Big begets big: The information governance challenge
“Big data without governance will quickly become a big problem,” says Christophe Toum, the data governance manager at Talend in an interview with Anmol Rajpurohit in KDNuggets.
Talend develops software tools that allow licensees to deploy enterprise-ready solutions that help unlock business value.” The company provides master data management (MDM) solutions and user friendly programming tools. The company suggests that without coding, a customer can go from zero to big data in under 10 minutes.
Toum points out, “The actual consumers of the data tend to take the matter into their own hands in order to have the agility the business requires. To regain control and apply the proper data governance policies, IT needs to deploy and support a platform that offers a non-IT person enough simplicity, flexibility and productivity for them to willingly give up their ad hoc tools and scripts.”
The idea is appealing. An individual wanting to make sense out of marketing, social media content or data from geolocation information can click, discover, explore and identify significant information.
Today digital information in even small and midsize organizations doubles and redoubles rapidly. Regular data like word processing and Excel files become big data. PowerPoint presentations and e-mail are like the fast-replicating creatures in the 1967 Star Trek episode “The Trouble with Tribbles.” The “trouble” was that tribbles produced more tribbles, lots of tribbles. Like tribbles, digital data keeps on proliferating. An organization’s thirst for social media data and third-party information seems to be unquenchable.

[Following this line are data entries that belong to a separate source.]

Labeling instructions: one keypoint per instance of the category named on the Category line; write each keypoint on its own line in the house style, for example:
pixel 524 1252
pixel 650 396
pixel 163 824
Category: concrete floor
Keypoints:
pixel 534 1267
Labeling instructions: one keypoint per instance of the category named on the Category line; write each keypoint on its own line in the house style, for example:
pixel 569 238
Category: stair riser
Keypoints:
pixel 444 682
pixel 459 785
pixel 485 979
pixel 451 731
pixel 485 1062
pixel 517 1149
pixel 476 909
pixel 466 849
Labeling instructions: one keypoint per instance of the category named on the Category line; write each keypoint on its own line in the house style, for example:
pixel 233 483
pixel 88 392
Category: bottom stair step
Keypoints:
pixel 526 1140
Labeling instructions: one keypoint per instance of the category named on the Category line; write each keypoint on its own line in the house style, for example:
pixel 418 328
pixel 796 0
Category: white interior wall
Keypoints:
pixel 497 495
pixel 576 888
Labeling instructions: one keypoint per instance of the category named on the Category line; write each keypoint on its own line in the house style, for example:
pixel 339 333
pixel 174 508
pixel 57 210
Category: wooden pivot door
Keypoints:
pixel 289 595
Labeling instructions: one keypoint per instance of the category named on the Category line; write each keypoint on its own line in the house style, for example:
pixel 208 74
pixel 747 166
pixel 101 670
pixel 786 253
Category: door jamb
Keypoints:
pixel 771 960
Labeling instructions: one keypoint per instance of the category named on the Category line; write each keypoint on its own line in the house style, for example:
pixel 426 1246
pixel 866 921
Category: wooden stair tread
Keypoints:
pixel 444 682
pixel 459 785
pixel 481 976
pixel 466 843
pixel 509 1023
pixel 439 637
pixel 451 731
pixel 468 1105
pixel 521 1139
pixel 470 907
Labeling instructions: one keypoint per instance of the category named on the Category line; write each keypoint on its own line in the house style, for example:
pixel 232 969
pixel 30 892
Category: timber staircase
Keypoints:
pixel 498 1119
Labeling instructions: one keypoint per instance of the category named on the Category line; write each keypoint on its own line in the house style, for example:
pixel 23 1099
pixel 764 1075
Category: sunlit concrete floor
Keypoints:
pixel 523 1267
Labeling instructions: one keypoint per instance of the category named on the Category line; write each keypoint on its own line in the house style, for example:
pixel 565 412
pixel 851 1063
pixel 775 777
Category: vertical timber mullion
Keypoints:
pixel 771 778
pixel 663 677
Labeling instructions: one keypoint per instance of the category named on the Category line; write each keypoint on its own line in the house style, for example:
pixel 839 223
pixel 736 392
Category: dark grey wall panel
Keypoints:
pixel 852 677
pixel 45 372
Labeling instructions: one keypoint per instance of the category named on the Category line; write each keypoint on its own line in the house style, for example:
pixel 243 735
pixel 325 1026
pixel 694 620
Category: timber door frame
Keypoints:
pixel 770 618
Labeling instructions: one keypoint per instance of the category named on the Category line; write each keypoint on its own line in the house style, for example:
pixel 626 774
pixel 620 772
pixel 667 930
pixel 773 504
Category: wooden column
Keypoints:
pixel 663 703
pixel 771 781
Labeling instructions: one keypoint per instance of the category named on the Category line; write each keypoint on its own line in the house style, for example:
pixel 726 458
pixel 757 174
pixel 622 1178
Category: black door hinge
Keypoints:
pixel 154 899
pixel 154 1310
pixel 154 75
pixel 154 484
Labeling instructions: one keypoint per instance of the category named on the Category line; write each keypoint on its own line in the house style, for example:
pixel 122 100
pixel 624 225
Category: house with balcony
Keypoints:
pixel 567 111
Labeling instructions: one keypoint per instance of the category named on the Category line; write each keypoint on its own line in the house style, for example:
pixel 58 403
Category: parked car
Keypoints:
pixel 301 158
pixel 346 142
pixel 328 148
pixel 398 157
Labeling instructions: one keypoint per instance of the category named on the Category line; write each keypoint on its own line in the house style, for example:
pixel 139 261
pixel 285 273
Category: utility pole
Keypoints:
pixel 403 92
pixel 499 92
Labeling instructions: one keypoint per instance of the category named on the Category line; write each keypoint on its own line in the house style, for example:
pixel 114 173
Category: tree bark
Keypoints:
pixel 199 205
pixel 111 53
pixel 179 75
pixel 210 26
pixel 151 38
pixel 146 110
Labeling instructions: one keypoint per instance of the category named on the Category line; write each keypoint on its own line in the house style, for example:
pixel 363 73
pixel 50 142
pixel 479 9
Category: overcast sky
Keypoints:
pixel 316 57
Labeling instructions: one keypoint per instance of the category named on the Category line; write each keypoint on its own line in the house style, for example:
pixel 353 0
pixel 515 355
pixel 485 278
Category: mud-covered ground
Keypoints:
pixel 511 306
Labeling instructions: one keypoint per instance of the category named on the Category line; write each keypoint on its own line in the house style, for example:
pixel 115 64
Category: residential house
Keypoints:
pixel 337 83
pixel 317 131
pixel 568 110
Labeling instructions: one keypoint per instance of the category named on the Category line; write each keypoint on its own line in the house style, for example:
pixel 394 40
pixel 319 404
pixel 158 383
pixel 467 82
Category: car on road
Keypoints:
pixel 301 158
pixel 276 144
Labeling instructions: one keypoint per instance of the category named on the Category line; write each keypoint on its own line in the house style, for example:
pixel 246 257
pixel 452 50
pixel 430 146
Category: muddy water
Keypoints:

Real-time social media view
A number of companies are delivering knowledge-centric systems that are truly mind-boggling. In Chicago, engineers at Geofeedia offer a system that delivers a real-time view of social media content. You can watch a video of the system at youtube.com/watch?v=pjZU8KRoezo.
The company’s system processes real-time information from a social media source such as Twitter and provides functions that allow an authorized user to view individual messages within a specific geographic area. A public safety officer can highlight an area on a map and explore the information flowing from that specific geographic area in real time. (Download chart)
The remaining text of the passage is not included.